- Born: 1906 Kahului, Maui, Territory of Hawaii (now Hawaii, U.S.)
- Died: 1993 (aged 86–87) Kaneohe, Oahu, Hawaii, U.S.
- Other name: Hon-Chew Hee
- Education: San Francisco Art Institute, Art Students League of New York, Columbia University
- Spouse: Marjorie Wong

Signature
- Signatures of Hon Chew Hee

= Hon Chew Hee =

American painter (1906–1993)

Hon Chew Hee (1906 - 1993) was a Hawaiian-born American muralist, watercolorist and printmaker.

== Early life and education ==

Sunrise Koolau, oil painting by Hon Chew Hee, 1971, Hawaii State Art Museum

Hon Chew Hee was born in 1906, in Kahului, Maui, Territory of Hawaii (now Hawaii, U.S.). His father Jackson Hee had moved from China to Hawaii at age 19 in 1885, when he joined Sun Yat-sen's Revolutionary Party. Hon Chew Hee grew up in China, where he received his early training in Chinese brush painting.

Hee returned to the United States in 1920 at age 14 in order to further his training at the San Francisco Art Institute. He also studied in New York City at the Art Students League of New York, at Columbia University, and spent three years in Paris in the 1950s studying with Fernand Léger and Andre Lhote. He was especially greatly influenced by the art of Jean Arp.

== Career ==
From 1932 to the beginning of World War II, Hee lived in San Francisco, where he founded the Chinese Art Association. After graduating from the San Francisco Art Institute then taught in China until moving to Hawaii in 1935. In Hawaii, he worked as a freelance artist and held classes in both Western and Eastern styles of painting. Together with Isami Doi (1903–1965), Hee taught painting classes at the YMCA. At this time, Doi instructed the young artist in woodcarving techniques and Hee, like his master, created wood engravings drawn from the rural life in the Islands. Hee also founded the Hawaii Watercolor and Serigraph Society.

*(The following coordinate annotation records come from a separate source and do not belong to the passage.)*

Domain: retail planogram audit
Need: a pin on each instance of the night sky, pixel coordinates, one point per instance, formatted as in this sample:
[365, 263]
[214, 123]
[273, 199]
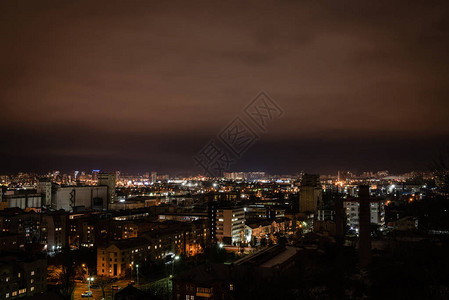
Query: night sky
[142, 86]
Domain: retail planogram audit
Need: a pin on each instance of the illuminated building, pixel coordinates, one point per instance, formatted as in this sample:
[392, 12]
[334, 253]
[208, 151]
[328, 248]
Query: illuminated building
[22, 276]
[230, 225]
[108, 179]
[310, 194]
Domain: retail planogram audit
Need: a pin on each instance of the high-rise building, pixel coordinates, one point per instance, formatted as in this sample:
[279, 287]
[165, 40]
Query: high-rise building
[95, 174]
[108, 179]
[365, 227]
[230, 225]
[310, 194]
[153, 177]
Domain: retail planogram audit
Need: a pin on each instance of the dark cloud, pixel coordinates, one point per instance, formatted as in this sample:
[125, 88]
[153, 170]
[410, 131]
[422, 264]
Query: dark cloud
[143, 84]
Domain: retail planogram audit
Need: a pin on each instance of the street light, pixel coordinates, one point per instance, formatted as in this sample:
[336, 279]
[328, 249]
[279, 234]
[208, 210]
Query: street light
[89, 279]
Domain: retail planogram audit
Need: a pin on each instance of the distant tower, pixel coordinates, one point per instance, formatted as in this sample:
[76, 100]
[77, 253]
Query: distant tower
[364, 226]
[108, 179]
[310, 194]
[44, 188]
[153, 177]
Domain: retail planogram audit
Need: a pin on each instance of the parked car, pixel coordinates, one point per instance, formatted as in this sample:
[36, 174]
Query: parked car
[86, 294]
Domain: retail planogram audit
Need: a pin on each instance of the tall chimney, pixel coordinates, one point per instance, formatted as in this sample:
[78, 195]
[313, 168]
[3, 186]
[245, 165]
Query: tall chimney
[364, 227]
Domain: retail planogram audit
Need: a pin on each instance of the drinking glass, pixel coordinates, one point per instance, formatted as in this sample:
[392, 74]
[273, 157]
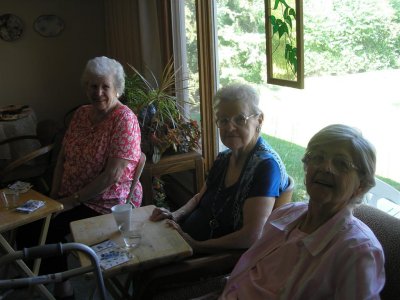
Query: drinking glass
[10, 200]
[132, 234]
[122, 214]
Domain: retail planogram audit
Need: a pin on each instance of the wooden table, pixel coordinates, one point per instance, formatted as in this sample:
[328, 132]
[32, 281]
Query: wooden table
[160, 244]
[24, 126]
[171, 164]
[10, 219]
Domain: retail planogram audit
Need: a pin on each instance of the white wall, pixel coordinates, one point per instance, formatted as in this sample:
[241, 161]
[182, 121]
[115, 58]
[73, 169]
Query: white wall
[45, 72]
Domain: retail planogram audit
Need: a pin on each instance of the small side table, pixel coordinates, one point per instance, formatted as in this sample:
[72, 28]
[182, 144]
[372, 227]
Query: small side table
[172, 164]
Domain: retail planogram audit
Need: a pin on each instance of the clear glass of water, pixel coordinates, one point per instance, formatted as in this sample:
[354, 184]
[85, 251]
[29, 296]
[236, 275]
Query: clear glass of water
[132, 234]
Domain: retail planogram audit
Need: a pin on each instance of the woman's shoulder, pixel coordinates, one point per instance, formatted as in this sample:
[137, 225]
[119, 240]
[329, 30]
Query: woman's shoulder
[125, 113]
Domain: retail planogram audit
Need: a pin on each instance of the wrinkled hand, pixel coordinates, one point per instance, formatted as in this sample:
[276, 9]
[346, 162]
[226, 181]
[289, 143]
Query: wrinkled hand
[160, 213]
[192, 242]
[68, 204]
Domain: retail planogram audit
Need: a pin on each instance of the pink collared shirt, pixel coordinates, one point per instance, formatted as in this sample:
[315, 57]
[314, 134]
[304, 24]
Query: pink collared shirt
[341, 260]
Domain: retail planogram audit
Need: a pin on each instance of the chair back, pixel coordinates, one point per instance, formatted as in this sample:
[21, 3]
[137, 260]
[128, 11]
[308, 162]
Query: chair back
[54, 250]
[136, 176]
[387, 230]
[285, 196]
[30, 166]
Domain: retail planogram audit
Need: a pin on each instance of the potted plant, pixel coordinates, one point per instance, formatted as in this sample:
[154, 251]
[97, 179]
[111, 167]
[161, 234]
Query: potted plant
[163, 126]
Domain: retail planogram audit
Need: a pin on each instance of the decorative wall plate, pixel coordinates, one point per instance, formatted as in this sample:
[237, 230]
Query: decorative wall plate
[48, 25]
[11, 27]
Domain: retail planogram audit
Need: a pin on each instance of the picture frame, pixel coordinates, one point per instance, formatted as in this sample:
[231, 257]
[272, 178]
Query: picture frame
[49, 25]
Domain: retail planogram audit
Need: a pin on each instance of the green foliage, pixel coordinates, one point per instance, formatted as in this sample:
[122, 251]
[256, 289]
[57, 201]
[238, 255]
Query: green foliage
[291, 155]
[340, 37]
[351, 36]
[282, 18]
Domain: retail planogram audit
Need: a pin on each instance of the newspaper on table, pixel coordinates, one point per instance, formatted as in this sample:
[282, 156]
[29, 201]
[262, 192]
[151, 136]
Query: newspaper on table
[110, 254]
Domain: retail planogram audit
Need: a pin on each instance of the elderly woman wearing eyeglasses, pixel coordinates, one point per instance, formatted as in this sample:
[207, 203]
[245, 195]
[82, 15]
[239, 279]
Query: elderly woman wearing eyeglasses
[318, 250]
[233, 205]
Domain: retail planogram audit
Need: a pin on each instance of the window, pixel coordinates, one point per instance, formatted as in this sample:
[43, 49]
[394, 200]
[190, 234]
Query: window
[351, 69]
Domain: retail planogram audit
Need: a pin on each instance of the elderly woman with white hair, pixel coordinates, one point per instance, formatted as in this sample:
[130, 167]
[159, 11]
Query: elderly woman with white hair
[318, 250]
[99, 155]
[233, 205]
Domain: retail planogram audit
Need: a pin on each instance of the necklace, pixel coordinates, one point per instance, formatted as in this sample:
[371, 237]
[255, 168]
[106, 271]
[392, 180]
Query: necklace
[214, 224]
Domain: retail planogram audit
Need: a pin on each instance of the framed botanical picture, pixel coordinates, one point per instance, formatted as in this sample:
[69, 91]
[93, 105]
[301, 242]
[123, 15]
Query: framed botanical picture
[11, 27]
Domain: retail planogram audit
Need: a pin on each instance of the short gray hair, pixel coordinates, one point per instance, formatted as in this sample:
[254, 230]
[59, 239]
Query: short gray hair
[104, 66]
[362, 150]
[238, 92]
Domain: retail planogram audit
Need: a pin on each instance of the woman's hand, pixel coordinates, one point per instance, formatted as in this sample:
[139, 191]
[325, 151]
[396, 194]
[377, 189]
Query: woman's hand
[68, 203]
[192, 242]
[160, 213]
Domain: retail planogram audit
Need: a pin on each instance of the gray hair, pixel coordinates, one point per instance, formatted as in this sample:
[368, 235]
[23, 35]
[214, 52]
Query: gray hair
[238, 92]
[363, 151]
[104, 66]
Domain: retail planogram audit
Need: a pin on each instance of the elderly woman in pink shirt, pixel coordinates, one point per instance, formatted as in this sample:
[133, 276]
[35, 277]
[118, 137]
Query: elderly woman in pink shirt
[99, 155]
[318, 250]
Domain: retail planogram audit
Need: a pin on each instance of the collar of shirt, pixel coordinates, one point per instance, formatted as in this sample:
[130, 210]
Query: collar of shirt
[319, 239]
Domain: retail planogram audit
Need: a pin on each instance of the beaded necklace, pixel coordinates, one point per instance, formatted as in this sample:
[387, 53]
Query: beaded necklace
[214, 224]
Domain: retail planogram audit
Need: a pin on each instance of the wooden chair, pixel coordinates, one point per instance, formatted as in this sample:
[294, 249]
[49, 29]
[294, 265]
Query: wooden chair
[197, 267]
[29, 167]
[136, 176]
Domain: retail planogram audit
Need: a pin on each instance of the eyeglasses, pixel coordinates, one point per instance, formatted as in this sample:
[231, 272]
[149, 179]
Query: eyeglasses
[339, 163]
[238, 121]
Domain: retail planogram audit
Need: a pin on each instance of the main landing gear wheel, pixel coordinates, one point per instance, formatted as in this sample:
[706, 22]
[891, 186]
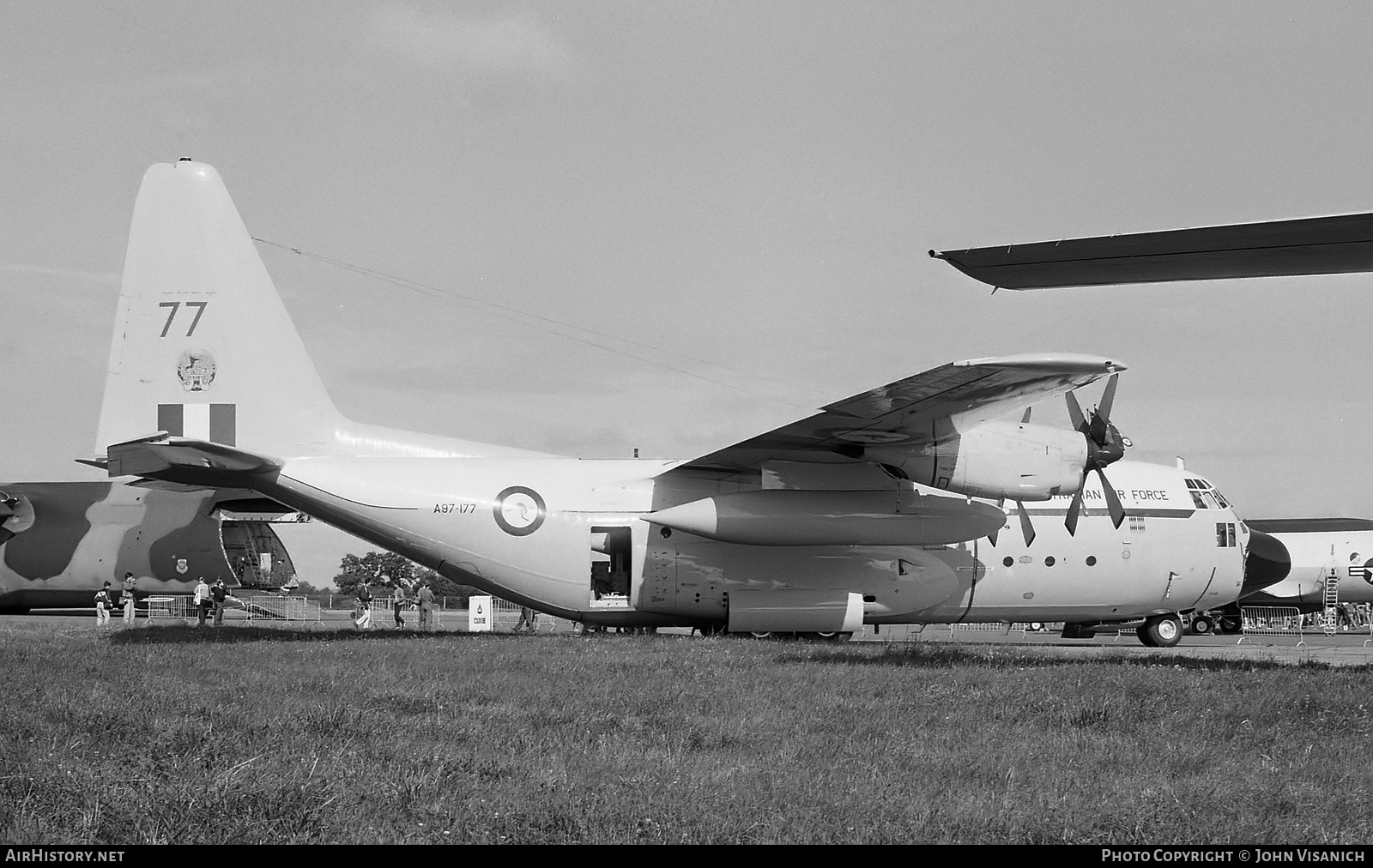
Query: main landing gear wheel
[1160, 630]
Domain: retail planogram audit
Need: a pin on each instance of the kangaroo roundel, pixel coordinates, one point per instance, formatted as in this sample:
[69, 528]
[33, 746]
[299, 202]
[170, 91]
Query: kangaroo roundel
[519, 511]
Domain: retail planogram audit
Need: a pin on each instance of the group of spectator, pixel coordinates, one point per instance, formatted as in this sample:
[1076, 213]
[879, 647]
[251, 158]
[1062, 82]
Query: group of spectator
[107, 599]
[423, 600]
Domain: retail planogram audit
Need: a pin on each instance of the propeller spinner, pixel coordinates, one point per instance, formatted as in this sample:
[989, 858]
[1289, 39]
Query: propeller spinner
[1104, 447]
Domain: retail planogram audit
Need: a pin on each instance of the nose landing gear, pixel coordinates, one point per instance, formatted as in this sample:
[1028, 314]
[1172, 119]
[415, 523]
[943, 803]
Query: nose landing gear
[1160, 630]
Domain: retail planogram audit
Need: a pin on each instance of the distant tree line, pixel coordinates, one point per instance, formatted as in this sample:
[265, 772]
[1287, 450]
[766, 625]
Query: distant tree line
[386, 570]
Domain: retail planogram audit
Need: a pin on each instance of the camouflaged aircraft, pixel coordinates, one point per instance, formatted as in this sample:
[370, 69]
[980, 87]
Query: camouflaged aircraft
[61, 541]
[864, 513]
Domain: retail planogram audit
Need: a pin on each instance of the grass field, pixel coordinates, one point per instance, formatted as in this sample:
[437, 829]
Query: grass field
[247, 733]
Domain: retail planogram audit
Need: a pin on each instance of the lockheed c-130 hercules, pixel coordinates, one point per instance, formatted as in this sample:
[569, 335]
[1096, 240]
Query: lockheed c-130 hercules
[860, 514]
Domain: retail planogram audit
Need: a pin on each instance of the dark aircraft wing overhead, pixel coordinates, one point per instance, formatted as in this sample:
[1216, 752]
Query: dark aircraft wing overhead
[1284, 248]
[924, 408]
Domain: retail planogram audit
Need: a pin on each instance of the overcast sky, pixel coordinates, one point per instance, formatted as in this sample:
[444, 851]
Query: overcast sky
[717, 213]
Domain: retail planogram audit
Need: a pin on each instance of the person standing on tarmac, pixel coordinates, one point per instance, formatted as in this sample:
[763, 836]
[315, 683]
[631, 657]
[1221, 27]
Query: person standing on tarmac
[203, 600]
[102, 606]
[398, 603]
[364, 607]
[128, 585]
[426, 599]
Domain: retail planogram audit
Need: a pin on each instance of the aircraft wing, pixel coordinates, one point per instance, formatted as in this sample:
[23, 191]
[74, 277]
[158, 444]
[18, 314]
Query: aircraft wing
[189, 461]
[926, 408]
[1339, 244]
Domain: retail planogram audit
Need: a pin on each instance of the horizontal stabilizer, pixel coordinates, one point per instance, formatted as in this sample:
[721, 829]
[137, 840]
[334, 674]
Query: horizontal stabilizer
[190, 461]
[1339, 244]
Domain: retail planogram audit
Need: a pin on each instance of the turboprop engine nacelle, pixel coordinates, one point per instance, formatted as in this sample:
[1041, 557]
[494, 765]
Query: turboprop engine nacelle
[832, 518]
[997, 461]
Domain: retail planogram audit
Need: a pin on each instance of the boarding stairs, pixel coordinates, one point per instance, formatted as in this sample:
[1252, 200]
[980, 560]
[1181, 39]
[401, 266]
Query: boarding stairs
[1331, 609]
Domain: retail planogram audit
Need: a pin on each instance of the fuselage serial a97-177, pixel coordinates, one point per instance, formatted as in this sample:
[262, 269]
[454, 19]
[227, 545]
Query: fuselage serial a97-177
[919, 502]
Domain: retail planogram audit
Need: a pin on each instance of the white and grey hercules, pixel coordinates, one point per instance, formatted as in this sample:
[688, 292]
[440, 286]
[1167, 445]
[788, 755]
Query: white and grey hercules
[862, 513]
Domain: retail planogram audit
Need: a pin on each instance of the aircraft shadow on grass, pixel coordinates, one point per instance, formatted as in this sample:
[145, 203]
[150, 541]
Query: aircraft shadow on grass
[175, 635]
[944, 657]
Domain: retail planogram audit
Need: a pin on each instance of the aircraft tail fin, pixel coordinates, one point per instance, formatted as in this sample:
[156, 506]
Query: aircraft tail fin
[203, 347]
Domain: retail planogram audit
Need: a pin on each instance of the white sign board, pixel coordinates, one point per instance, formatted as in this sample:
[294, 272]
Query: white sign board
[481, 614]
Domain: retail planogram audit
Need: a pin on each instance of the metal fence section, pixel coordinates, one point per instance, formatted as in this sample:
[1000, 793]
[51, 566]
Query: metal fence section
[1272, 621]
[1006, 630]
[281, 609]
[384, 614]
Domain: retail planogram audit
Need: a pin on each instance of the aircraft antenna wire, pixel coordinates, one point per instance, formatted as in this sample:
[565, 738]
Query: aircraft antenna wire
[515, 315]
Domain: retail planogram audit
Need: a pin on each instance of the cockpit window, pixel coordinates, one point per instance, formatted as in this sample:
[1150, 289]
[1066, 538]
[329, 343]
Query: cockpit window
[1205, 496]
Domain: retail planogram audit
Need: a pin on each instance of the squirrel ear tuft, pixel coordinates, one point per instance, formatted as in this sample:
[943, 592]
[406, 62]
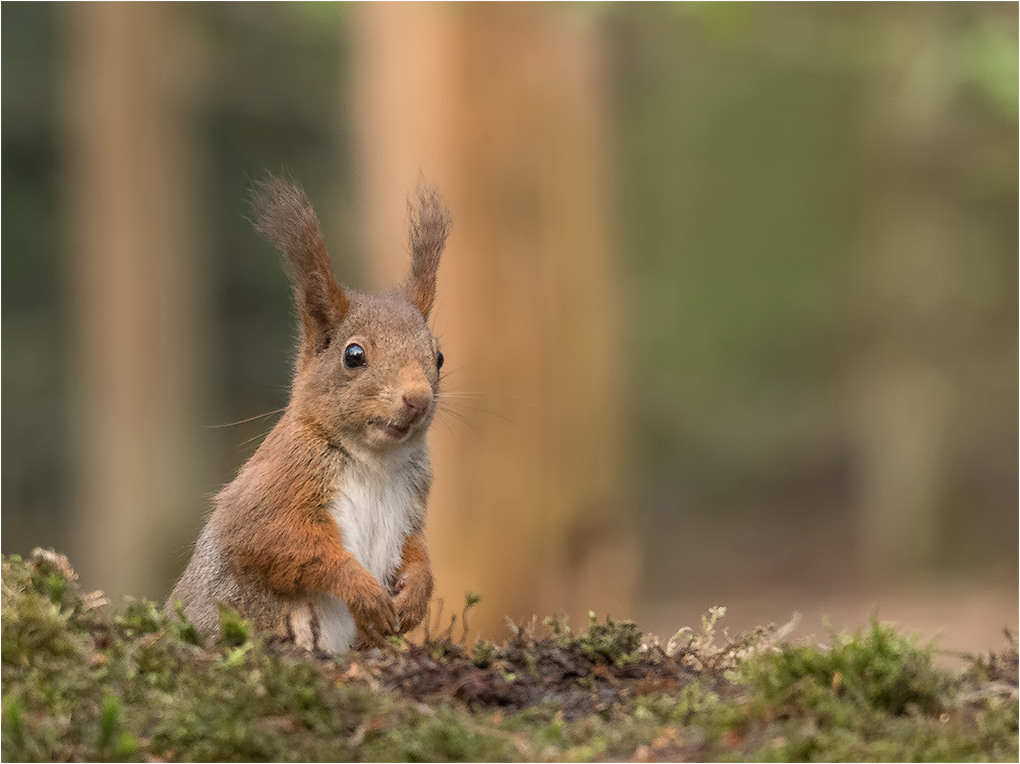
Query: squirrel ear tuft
[429, 226]
[285, 215]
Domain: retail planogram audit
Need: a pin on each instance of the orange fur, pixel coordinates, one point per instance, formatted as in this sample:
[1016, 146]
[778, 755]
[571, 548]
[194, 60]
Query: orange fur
[272, 541]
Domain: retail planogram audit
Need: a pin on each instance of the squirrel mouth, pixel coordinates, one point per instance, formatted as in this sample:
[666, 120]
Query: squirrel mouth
[392, 429]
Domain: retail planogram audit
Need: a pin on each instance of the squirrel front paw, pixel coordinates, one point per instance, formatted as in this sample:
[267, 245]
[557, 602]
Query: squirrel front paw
[372, 609]
[414, 589]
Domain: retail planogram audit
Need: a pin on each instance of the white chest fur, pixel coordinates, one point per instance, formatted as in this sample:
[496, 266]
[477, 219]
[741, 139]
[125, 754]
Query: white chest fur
[374, 509]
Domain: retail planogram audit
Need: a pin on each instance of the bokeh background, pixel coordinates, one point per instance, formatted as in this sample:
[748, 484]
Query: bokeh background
[729, 307]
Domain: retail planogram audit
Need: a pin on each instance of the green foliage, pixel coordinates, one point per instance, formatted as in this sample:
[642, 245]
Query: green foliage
[137, 684]
[878, 668]
[612, 642]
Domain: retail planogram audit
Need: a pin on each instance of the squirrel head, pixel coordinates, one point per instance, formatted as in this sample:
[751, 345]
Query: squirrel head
[367, 368]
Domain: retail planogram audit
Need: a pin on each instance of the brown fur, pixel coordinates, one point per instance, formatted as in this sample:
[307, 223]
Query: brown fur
[271, 541]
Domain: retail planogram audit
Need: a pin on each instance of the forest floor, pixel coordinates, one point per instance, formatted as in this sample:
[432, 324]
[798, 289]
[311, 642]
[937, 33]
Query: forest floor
[86, 680]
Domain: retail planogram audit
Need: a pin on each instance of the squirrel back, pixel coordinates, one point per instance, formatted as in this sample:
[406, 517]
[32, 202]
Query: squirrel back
[320, 535]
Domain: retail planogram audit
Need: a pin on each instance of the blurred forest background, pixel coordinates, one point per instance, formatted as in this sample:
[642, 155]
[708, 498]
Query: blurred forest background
[729, 307]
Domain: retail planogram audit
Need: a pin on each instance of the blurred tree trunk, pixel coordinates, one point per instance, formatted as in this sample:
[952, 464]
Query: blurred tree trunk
[501, 106]
[903, 394]
[134, 290]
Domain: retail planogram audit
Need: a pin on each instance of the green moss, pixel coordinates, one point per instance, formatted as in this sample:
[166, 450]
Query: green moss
[613, 642]
[132, 684]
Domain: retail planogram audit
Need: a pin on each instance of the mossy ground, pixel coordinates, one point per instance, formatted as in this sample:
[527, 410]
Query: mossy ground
[83, 680]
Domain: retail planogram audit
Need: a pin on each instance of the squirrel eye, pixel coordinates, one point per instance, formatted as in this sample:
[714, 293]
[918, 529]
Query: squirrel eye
[354, 356]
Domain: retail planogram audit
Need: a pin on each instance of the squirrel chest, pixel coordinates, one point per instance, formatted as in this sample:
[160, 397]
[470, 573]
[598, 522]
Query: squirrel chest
[375, 510]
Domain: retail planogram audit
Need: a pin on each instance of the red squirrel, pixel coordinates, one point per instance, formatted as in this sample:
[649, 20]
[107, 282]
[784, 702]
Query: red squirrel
[320, 535]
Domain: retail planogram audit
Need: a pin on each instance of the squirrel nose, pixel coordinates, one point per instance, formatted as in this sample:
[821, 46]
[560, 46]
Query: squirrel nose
[417, 401]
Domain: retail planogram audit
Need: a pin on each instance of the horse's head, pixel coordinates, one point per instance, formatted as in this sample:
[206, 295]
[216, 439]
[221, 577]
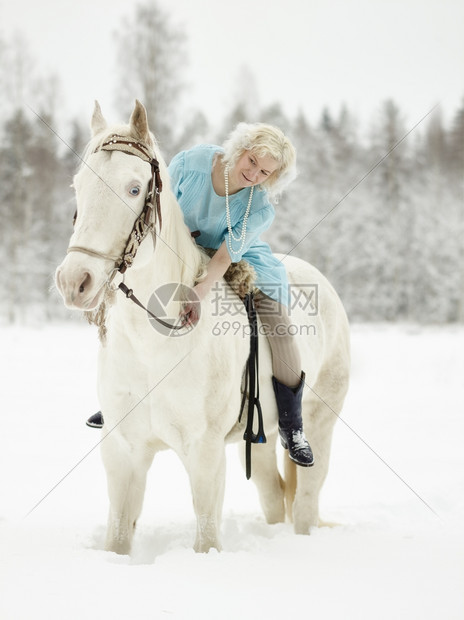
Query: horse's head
[111, 189]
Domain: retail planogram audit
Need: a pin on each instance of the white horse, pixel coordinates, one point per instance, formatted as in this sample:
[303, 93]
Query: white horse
[184, 393]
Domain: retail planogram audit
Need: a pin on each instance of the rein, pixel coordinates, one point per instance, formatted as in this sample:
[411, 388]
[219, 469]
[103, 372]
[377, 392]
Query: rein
[143, 225]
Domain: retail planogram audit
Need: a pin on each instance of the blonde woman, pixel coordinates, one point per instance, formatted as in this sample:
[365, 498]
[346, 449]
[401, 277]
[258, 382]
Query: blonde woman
[225, 194]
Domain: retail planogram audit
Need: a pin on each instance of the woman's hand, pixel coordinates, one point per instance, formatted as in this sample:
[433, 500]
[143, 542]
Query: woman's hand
[218, 265]
[190, 313]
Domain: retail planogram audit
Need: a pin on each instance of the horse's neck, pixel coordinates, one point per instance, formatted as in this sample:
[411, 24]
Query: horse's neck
[176, 257]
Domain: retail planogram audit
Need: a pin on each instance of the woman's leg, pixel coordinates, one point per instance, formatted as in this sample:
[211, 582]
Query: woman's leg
[288, 379]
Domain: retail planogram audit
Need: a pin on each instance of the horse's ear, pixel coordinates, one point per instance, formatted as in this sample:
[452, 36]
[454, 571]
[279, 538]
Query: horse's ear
[139, 123]
[98, 122]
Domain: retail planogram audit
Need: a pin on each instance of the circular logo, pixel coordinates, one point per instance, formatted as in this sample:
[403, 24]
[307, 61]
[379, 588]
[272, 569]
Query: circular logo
[169, 303]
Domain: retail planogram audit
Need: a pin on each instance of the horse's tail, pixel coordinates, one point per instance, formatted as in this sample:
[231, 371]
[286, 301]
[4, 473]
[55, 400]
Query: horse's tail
[290, 485]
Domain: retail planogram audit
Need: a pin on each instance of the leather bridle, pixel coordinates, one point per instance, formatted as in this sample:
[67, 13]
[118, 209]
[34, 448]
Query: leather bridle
[151, 212]
[143, 225]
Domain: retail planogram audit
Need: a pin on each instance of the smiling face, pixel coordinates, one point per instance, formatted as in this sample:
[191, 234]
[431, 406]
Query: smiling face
[251, 170]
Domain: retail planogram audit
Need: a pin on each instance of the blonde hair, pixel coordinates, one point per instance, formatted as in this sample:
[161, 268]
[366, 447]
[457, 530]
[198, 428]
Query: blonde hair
[263, 140]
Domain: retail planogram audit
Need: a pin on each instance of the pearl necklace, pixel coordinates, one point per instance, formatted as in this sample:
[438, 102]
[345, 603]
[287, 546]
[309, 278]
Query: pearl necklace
[242, 236]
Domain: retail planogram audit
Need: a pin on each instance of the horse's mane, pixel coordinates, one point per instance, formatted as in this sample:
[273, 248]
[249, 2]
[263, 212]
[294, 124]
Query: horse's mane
[187, 260]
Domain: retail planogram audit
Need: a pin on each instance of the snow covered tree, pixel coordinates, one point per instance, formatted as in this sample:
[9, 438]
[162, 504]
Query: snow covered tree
[150, 58]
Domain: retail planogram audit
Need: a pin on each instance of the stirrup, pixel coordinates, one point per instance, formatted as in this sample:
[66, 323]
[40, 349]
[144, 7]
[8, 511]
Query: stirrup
[95, 420]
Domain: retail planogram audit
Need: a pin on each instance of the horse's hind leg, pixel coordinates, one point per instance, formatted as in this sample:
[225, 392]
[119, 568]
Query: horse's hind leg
[319, 429]
[126, 471]
[205, 464]
[265, 475]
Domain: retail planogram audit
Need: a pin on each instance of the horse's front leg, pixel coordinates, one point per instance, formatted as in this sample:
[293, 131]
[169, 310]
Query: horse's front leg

For the remainder of his life, he lived in Kaneohe, on the Hawaiian island of Oahu. He died in 1993, at Castle Hospital.

Hee completed six murals for the Hawaii State Foundation on Culture and the Arts, the best known of which are The History of Medicine in Hilo Hospital and the murals that greet departing travelers at the Inter-island Terminal of Honolulu International Airport. His other murals were painted for Manoa Library, Enchanted Lake Elementary School, Pukalani Elementary School, and Mililani Library. He also produced entirely abstract works, such as Sunrise Koolau in the collection of the Hawaii State Art Museum. The Hawaii State Art Museum, the Hawaii State Capitol, the Honolulu Museum of Art, the National Taiwan Museum and the Nelson-Atkins Museum of Art (Kansas City, Missouri) and are among the public collections holding works by Hon Chew Hee.

==Footnotes==
- Chang, Gordon H., Mark Dean Johnson, Paul J. Karlstrom & Sharon Spain, Asian American Art, a History, 1850-1970, Stanford University Press, ISBN 9780804757515, pp. 325–326
- Forbes, David W., "Encounters with Paradise: Views of Hawaii and its People, 1778-1941", Honolulu Academy of Arts, 1992, 263.
- Haar, Francis and Neogy, Prithwish, "Artists of Hawaii: Nineteen Painters and Sculptors", University of Hawaii Press, 1974, 66-73.
- Hartwell, Patricia L. (editor), Retrospective 1967-1987, Hawaii State Foundation on Culture and the Arts, Honolulu, Hawaii, 1987, p. 32
- Morse, Morse (ed.), Honolulu Printmakers, Honolulu, HI, Honolulu Academy of Arts, 2003, p. 28, ISBN 0-937426-58-X
- Radford, Georgia and Warren Radford, "Sculpture in the Sun, Hawaii's Art for Open Spaces", University of Hawaii Press, 1978, 93.
- Yoshihara, Lisa A., Collective Visions, 1967-1997, Hawaii State Foundation on Culture and the Arts, Hawaii, 1997, 142-143.